The second argument to a group_by operation is how to group the data in each series as they’re grouped together. The available arguments are listed in the UQL Reference.

Join

Joins are used to combine two separate pipelines according to a formula. They’re very similar to a SQL OUTER JOIN clause. To see how join works, we’ll look at this query:

Percentage of total requests by each customer

(
metric requests | delta 1m | group_by [customer], sum;
metric requests | delta 1m | group_by [], sum
)
| join left / right * 100.0

and split out the two pipelines inside the ():

metric requests | delta 1m | group_by [customer], sum Line chart visualizes the result of the first pipeline.

metric requests | delta 1m | group_by [], sum Line chart visualizes the result of the second pipeline.

and the full query: Line chart visualizes the result of the full join query. The paragraph below describes how join works.

We can see that the first pipeline produces a metric for each customer, and the second one produces a single metric – the total of all requests. When the join is run, we get a metric for each customer that’s the percentage of the total that each customer has issued; in this case, it’s about 14%.

Joins always use the keywords left and right to refer to the two pipelines that they consume. The join’s expression can be any arithmetic that produces a number.

Top and Bottom K

Top and Bottom K operations can be used to reduce the number of metrics in a data set without aggregating them. Let’s say we just wanted the top 10 request metrics, according to the sum of their values.

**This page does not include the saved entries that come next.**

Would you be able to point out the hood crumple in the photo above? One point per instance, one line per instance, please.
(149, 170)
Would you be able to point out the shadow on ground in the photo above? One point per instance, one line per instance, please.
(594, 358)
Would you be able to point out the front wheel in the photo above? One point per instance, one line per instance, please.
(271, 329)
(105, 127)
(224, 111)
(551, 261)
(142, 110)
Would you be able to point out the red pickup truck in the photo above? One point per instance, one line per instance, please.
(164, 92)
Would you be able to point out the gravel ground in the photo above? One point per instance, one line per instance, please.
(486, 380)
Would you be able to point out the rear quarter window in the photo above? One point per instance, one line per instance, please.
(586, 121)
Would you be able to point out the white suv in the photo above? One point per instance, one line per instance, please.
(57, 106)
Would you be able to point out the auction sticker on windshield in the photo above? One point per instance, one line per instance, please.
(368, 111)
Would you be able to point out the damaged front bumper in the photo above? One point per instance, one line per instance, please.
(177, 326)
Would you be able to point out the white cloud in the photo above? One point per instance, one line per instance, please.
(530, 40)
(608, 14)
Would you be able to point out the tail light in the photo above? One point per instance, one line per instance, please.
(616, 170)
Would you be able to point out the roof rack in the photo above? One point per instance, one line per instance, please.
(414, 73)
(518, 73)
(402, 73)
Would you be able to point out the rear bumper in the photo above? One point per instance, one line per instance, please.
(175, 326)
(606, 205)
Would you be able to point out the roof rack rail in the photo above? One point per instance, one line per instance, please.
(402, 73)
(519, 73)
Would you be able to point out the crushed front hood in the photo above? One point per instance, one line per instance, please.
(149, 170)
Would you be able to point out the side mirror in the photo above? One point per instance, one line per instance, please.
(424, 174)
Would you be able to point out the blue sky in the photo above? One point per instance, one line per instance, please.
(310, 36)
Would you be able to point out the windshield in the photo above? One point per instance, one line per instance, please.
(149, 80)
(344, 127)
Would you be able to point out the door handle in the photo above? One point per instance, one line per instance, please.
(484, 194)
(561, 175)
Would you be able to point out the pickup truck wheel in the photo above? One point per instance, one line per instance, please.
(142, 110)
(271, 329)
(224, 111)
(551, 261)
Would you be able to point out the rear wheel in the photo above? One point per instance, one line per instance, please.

metric requests | delta 10m | top [], 10, sum Line chart displays the top 10 request metrics based on their sum.

The [] can contain label keys. In this case you get the top 10 metrics for each value of the service label:

metric requests | delta 10m | top [service], 10, sum Line chart shows the highest 10 metrics for each service.

and you can do exactly the same for the bottom 10: metric requests | delta 10m | bottom [], 10, sum Line chart shows the lowest 10 metrics for each service.

Point operations

Point operations modify each point in the metric according to a formula. These can be fairly simple operations like value * 2, but they can also be used to transform one type of data into another. We can take a set of integer metrics and turn them into a boolean true/false value:

metric requests | delta 10m | group_by [customer], sum | point value > 1000

This query returns a point with the value true whenever a customers request count is greater than 1000 in the ten minutes before the point.

Time shift operations

Time shift operations allow the points in a time series from a specified period in the past to be shifted forward into the current query evaluation window.

This is useful to easily compare the current values of a time series to values at some time in the past, as it allows time series data from the past to be charted alongside data from the current time window.

For example, to determine if a current load spike is part of a weekly cycle, you can create a chart with a metric and the same metric using a 7d time shift, and visually compare the two lines.

Considerations for alert queries

When creating queries for alerts, keep the following in mind:

You must set an input window (unless using latest for aggregation).
When querying distribution metrics or latency on spans, you can select only one percentage to query on.
If your query includes multiple sub-queries, you must use a formula to join them and create one output.
Group-by isn’t supported in alerts.
To include Regex in metric queries, you must be running this release or later of the Microsatellites.
Consider adding a final time aggregation to prevent “noisy” alerts.